Auch der Leiter des Gesamtprojektes, Michael A. Meyer vom Hebrew Union College in Cincinnati, betont die traditionellen Bindungen, die das jüdische Leben in Deutschland bis weit ins 19. Jahrhundert bestimmt haben - ein konservativer Zug, der durch das Scheitern der Revolution des Jahres 1848 noch verstärkt wird und bis in die Gründerzeit des Bismarckreiches sichtbar bleibt. »Juden, die aufgewachsen waren in der überlieferten jüdischen Umwelt«, schreibt er, »vor allem aber ihre religiösen Führer, innig vertraut wie sie waren mit der Welt der traditionellen jüdischen Gemeinschaft, gaben nicht willig die geheiligten Bräuche der Vorväter preis, mochten die Modernisten, die unter ihnen aufstanden, sie auch unvereinbar finden mit der veränderten Wirklichkeit einer fortgeschrittenen Emanzipation und Akkulturation.«

Ihre Probe hätte diese auch das Fremde integrierende Akkulturation bestehen müssen, als erstmals sinnvoll von einem »Deutschland« die Rede sein konnte, also nach 1871. Im dritten Band aber weist der Historiker Steven M. Lowenstein aus Los Angeles auf eine entscheidende Phasenverschiebung hin: Nach dem überragenden Beitrag Heinrich Heines zur deutschen Literatur in der ersten Hälfte des 19. Jahrhunderts treten namhafte jüdische Schriftsteller erst wieder seit den neunziger Jahren hervor. »Die jüdische Teilhabe an der deutschen Kultur«, schreibt er, »wurde genau zu dem Zeitpunkt am bedeutendsten, als - in den Jahren nach 1890 - die antisemitische Ablehnung von Juden in der Kultur stärker wurde; demgegenüber war sie in der früheren, liberaleren Epoche viel bescheidener gewesen.«

Lowensteins Marginalitätsthese hat manches für sich. Zu ergänzen wäre, daß die im zweiten Band vertretene Akkulturation ihre Voraussetzung in eben dieser frühen liberalen Weltanschauung hatte und daß der Niedergang des Liberalismus nicht nur die Juden traf. Die gescheiterte Revolution des Jahres 1848 machte mit dem jüdischen auch das deutsche Bildungsbürgertum mundtot; nicht nur die jüdischen, sondern auch die deutschen Intellektuellen - allen voran Friedrich Nietzsche - argumentierten seither aus einer Randstellung; und die gesamte von Deutschen und Juden geschriebene Literatur, die schließlich im Expressionismus gipfelte, war eine kulturelle Protestbewegung marginalisierter Autoren.

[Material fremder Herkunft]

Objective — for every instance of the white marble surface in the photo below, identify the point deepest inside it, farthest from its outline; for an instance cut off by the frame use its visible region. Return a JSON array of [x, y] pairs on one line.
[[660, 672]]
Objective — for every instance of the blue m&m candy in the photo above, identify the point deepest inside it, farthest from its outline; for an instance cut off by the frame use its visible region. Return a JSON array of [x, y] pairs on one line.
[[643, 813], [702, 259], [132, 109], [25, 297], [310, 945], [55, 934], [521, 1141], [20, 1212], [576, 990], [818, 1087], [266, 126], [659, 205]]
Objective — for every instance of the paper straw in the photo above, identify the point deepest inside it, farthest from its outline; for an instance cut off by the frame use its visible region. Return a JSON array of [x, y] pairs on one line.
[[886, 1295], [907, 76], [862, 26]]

Eine Folgeerscheinung des gescheiterten Liberalismus war die Rückbesinnung vieler deutscher Juden auf ihre Wurzeln. Seine politische Seite hatte das in der 1897 gegründeten zionistischen Bewegung; kulturell kam es seit der Jahrhundertwende in der von Martin Buber initiierten Jüdischen Renaissance zum Ausdruck. An einem kontroversen Text macht der Jerusalemer Buberforscher Paul Mendes-Flohr sichtbar, wie sehr die versuchte Annäherung inzwischen schon zur kulturellen Konfrontation geworden ist. Im Jahre 1912 veröffentlicht der jüdische Publizist Moritz Goldstein im "Kunstwart" - nicht zufällig eine konservative Zeitschrift, die bereit ist, die unterschwellige Ablehnung der Juden zur Sprache zu bringen - seinen Artikel "Deutsch-jüdischer Parnaß" und benennt das Dilemma, in dem sich die akkulturierten Juden befinden: »Wir Juden verwalten den geistigen Besitz eines Volkes, das uns die Berechtigung und die Fähigkeit dazu abspricht. Wir Juden, unter uns, mögen den Eindruck haben, als sprächen wir als Deutsche zu Deutschen. Aber mögen wir uns immerhin ganz deutsch fühlen, die anderen fühlen uns ganz undeutsch.«

Der Erste Weltkrieg verschärft die hier aufbrechenden Identitätsfragen noch, und in den zwanziger Jahren stehen sie dann im Zentrum der öffentlichen Diskussion. Im vierten Band zeichnet Mendes-Flohr das Bild der deutsch-jüdischen Intellektuellen auf dem Hintergrund einer polarisierten Gesellschaft. Die Weimarer Republik gibt ihren Außenseitern eine seltene Gelegenheit, das kulturelle Profil der Zeit mitzugestalten, und der Autor arbeitet die Wiederkehr des Verdrängten heraus, die heilsgeschichtliche Komponente im Denken deutscher Juden, die die Neue Linke in der Bundesrepublik später nie im jüdischen Kontext rezipiert hat. »Walter Benjamin und Ernst Bloch waren bestrebt«, so schreibt er, »an die Stelle von Sozialkritik und marxistischem Diskurs religiöse Konzepte zu setzen, besonders eschatologische Hoffnung und Erlösung, denen ihrer ganzen Natur nach eine einzigartige dialektische und daher politisch schöpferische Macht innewohne, die den von ihren Kollegen bevorzugten rationalen, analytischen Kategorien unerreichbar sei.«

Daß die jüdischen Intellektuellen der Weimarer Republik ihr politisches Wunschdenken nur noch heilsgeschichtlich formulieren konnten, lag nicht allein an den schrillen Tönen, mit denen sich der Nationalsozialismus in den zwanziger Jahren ankündigte. Der Blick auf das Gesamtwerk dieser vierbändigen Darstellung macht deutlich, daß Deutschlands Juden in jeder Phase ihrer Geschichte zur kollektiven Ohnmacht verurteilt waren, und schon der zweite Band läßt daran keinen Zweifel.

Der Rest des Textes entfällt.